City council will receive an update this afternoon on the Salary Market comparison for 2019-2020 for non-union employees, with three options on how to move forward.
A number of similar cities to Windsor were used as market comparators in the report, including:
- Municipality of Chatham Kent
- City of Kitchener
- City of Guelph
- City of Thunder Bay
- Greater Sudbury
- City of Brampton
- Region of Halton
- Niagara Region
- Region of Waterloo
- City of London
- Region of Durham
- City of Hamilton
An executive committee was formed to help guide the project after the unfortunate passing of the consultant used by the City to produce the report, which later found some discrepancies with data between the executive summary report and the full report which officials say caused some concern with the validity of the end results.
Council has three options to consider.
Option 1 is to have a new consultant complete a salary market review for 2019/2020, Option 2 is to change the target percentile from the 50th to the 55th for the 2019/2020 salary market review as recommended by the Committee and Option 3 is to accept the data as is and remain at the 50th percentile resulting in no salary adjustment.

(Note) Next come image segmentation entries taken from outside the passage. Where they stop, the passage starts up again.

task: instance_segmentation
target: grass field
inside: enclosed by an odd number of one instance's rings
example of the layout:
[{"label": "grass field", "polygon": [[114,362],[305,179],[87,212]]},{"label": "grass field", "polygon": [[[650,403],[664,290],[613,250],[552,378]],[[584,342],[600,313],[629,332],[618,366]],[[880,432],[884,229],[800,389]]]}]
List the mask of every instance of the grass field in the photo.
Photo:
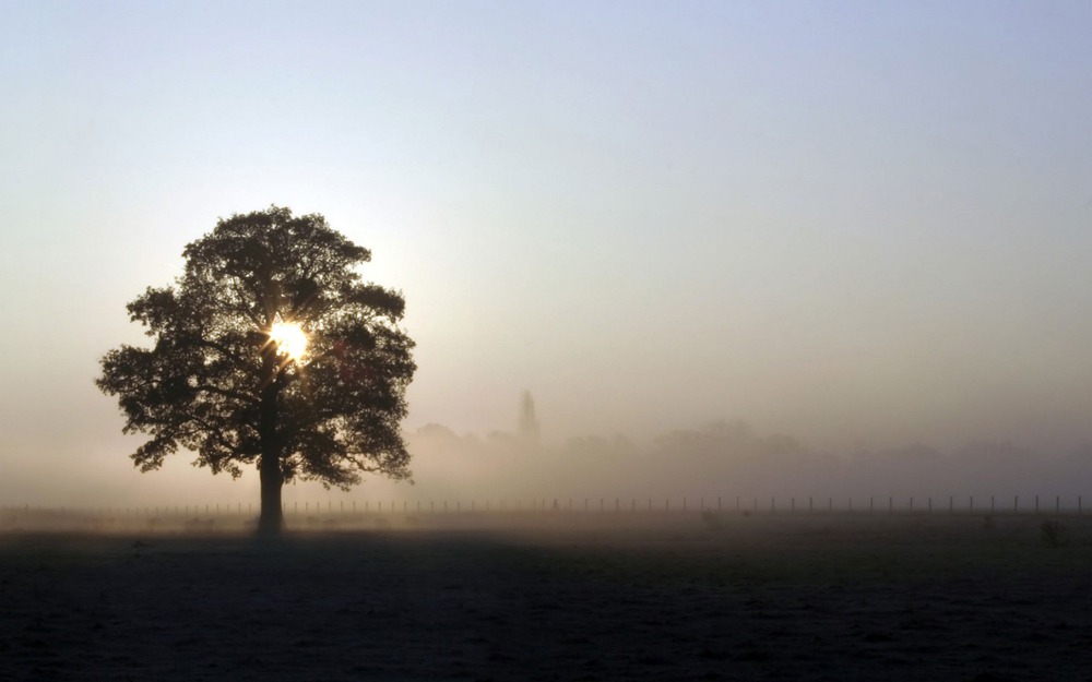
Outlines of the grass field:
[{"label": "grass field", "polygon": [[10,529],[0,679],[1092,679],[1092,519],[1049,518]]}]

Ward 8 councillor Gary Kaschak says Windsor is not alone having issues retaining staff, as are neighbouring municipalities, at a time when they need more administration, more staff and there's a need to pay people better.
He says they're finding there's quite a lot of competition for these kinds of jobs.
"Various people are being offered jobs at other municipalities and towns within Essex County, and also outside of Essex County as we've seen. When you look at the report these are high paying jobs, they do pay well but these are 60 hour a week jobs that people do at our City administration who are very important to the city and very important to city councillors," he said.
Kaschak says it's important that they keep as many people as they can moving forward, remain competitive and get things done in a timely manner.
"In the report it talks about 30 per cent of the staff that can retire within five years, you know that's a concern as well. So there's a lot of institutional knowledge that we would like to keep and see passed on to the right people. I think it's a good review, I think it's something that we need to do as a council and to make sure that we're competitive at our high level end jobs."
He says he'd be open to the option of completing a new review, as the last report had it moved down from the 65th percentile down to 50th due to the economic downturn.
Kaschak says now that the economy has bounced back from the pandemic it's certainly something they could go back and look at retroactively.
"I like the option there to do that, and potentially if we have to pay out a little extra money we will," he continued. "We certainly want to retain some of our best people because we've lost some good people at the City recently due to retirements and going to other places. It's important to keep that knowledge in tact and pass it on to the next group that's going to take over."
Windsor's city council meeting gets underway at 4 p.m.